4. Rotary Multi-Selector
Coolpix P7800's rotary multi-selector is a 2-in-1 feature, which makes browsing through the menu or adjusting manual focus really fast with good precision. Basically, it's a wheel selector and a 4-button selector put together. It's really well-built because you won't accidentally press a button while using the rotary wheel (at least it has never happened to me).
5. Manual Focus
I really like the way P7800's let's you manually focus, probably because it's the same technique I've been teaching at my night photography workshops. When you switch to manual focus, P7800 enlarges the centre (zooms in) where you point the camera so that you see your subject bigger and let's you adjust focus manually with good accuracy. A feature that you might also find useful is a bit of camera's help with focusing when using manual focus - by pressing the right button on the rotary multi-selector, the camera will pre-focus an image for you.
6. Lack of In-Camera Help Feature
I really like the in-camera help feature in my Nikon DSLRs. I use it sometimes when I need to refresh my memory on some of the rarely used functions. Unfortunately, P7800 doesn't have such in-camera help, except for the pre-programmed scenes (like sports, portrait, etc.). But if you're a DSLR shooter like I am, then I'm pretty sure you won't use these at all.
7. Electronic Viewfinder
I find pros and cons with the P7800's electronic viewfinder:
- pros - it basically shows you all the functions and information the big LCD screen does. This means that you don't have to switch to the rear LCD to adjust some settings (even in menu)- you can do all of the changes using the electronic viewfinder.

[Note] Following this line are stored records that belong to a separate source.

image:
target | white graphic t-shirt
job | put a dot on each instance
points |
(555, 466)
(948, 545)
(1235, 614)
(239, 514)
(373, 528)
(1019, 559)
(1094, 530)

-cons - *sigh*... the color representation of the electronic viewfinder is really, I mean REALLY poor so expect nothing like in your DSLR's optical viewfinder. There also might be some issues with the electronic viewfinder's brightness or contrast because it's also hard to see shadows and contrast when composing a picture. Unfortunately, changing brightness only works for the rear LCD, not for the electronic viewfinder. Finally, once the rear LCD is in the open position, you have to manually switch between the electronic viewfinder and the rear monitor (there is a button for that just next to the viewfinder). I constantly keep forgetting to press this button and I wait like dummy for a second or two hoping the camera will automatically switch the displays. A proximity sensor could be a really nice feature that would fix it.
8. It's not a heavy DSLR
As a DSLR shooter, I'm really fed up with the weight of my cameras, especially when I just want to carry one around to have some control over taking pictures than my iPhone gives me. With a 28-200mm lens (35mm equivalent) and being lightweight, P7800 is not a bad solution. However, when I look again at its price and the fact it doesn't have a GPS or built-in Wifi (both start to be quite common in other cameras), I have my doubts whether or not Coolpix P7800 is too expensive.